I will chalk today’s reflection to something that must have been at the back of my mind right before I went to sleep. I think I read a tweet about recipients of a presidential award over the past week.

Then I remembered how I declined the opportunity to receive one such award for service about ten years ago.

I had gone on a service mission to Paro, Bhutan to conduct a week-long series of workshops for teacher educators. I documented this much of this on the now defunct platform Posterous. Thankfully I had the presence of mind to take some photos and to reflect on the experience.

One reason I rejected the opportunity to shake the then president’s hand was how exhausted I was from work as a professor and head of department.

Another was the fact that I did not think I deserved the award. It was a small sacrifice to make and a foundation paid for travel and accommodation. I also got so much from the experience that I was a better person from it.

Some experiences can be rewards in themselves. I do not need external validation or judgement about worth. For example, I do not need to be told by a poll or an uninformed observer that a course I design and facilitate seems impressive. I need to be paid for my work, but I need not be thanked or given an award for it. I reflect critically and frequently on what I do and make constant adjustments.

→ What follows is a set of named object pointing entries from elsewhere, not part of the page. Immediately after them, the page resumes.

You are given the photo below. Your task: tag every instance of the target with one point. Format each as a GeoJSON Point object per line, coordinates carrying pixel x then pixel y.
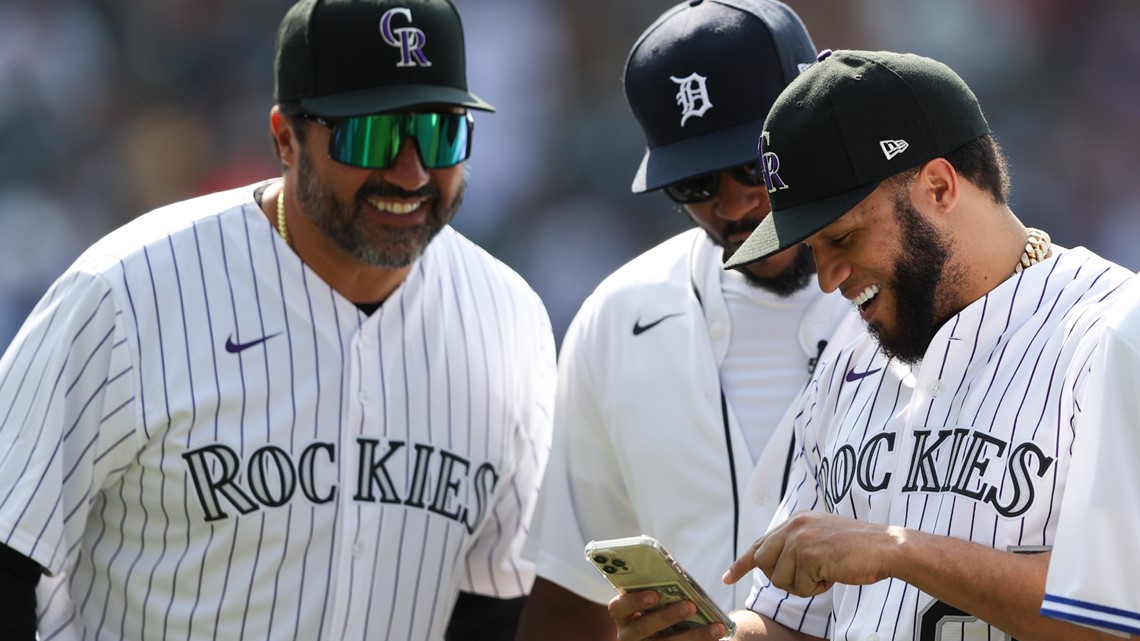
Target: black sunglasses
{"type": "Point", "coordinates": [705, 186]}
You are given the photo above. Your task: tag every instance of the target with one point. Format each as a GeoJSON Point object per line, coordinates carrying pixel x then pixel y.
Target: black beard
{"type": "Point", "coordinates": [922, 285]}
{"type": "Point", "coordinates": [795, 277]}
{"type": "Point", "coordinates": [341, 222]}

I am not saying we should not acknowledge the efforts and sacrifices people make. I understand the need to be thankful and know when to say thank you. But I also know how to fuel intrinsic motivation.

The latest Build for Tomorrow podcast episode focused on the problem of participation trophies. These are the prizes that kids in the USA get even if they do not win in sports or games.

Podcast host, Jason Feifer, got to the issue quickly. One problem was not that they were given. It was the perception that such trophies are a recent phenomenon and something that contributed to the detriment of character.

By now, any regular listener of the podcast would know where the rest of the episode was heading. Participation trophies are not unique to the present and they do not lead to spineless or weak-willed adults.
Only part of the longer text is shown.